MAP4 encodes atom pairs and their bond distance similarly to the **AP fingerprint implemented by RDKit**, however in MAP4 atom characteristics are replaced by the circular substructure around each atom of the pair, written in **SMILES format**. MAP4 uses the same MinHashing technique as **MHFP6**, a principle borrowed from natural language processing which enables fast similarity searches in very large databases by locality sensitive hashing (LSH).
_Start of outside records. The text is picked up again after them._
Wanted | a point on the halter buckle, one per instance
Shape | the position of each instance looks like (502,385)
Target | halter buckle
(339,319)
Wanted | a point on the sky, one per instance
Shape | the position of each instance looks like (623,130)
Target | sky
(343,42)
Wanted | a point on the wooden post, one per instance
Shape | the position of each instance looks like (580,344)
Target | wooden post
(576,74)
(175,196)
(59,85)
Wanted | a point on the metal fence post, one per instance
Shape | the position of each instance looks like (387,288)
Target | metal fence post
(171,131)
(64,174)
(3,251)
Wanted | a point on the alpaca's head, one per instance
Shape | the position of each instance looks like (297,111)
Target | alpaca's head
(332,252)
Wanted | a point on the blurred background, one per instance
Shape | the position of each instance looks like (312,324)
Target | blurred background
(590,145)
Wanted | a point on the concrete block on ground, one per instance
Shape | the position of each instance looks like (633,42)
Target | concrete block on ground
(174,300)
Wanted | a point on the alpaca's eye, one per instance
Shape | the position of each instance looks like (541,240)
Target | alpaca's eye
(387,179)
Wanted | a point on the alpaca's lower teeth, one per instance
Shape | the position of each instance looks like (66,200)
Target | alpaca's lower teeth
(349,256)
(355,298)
LSH is a technique that allows the creation of self-tuning indexes, which are then used to generate a forest of trees that can be traversed for an approximate but fast similarity search.
---
## Alternative representations (Sarveshwari)
* **Coulomb Matrix**
Ab-initio electronic structure calculations typically require a set of nuclear charges {Z} and the corresponding Cartesian coordinates {R} as input. The Coulomb Matrix (CM) M, proposed by Rupp et al., encodes this information by use of the atomic self-energies and internuclear Coulomb repulsion operator.
In the construction of coulomb matrix, we first use the nuclear charges and distance matrix generated by RDKit to acquire the original coulomb matrix, then an optional random atom index sorting and binary expansion transformation can be applied during training in order to achieve atom index invariance, as reported by Montavon et al.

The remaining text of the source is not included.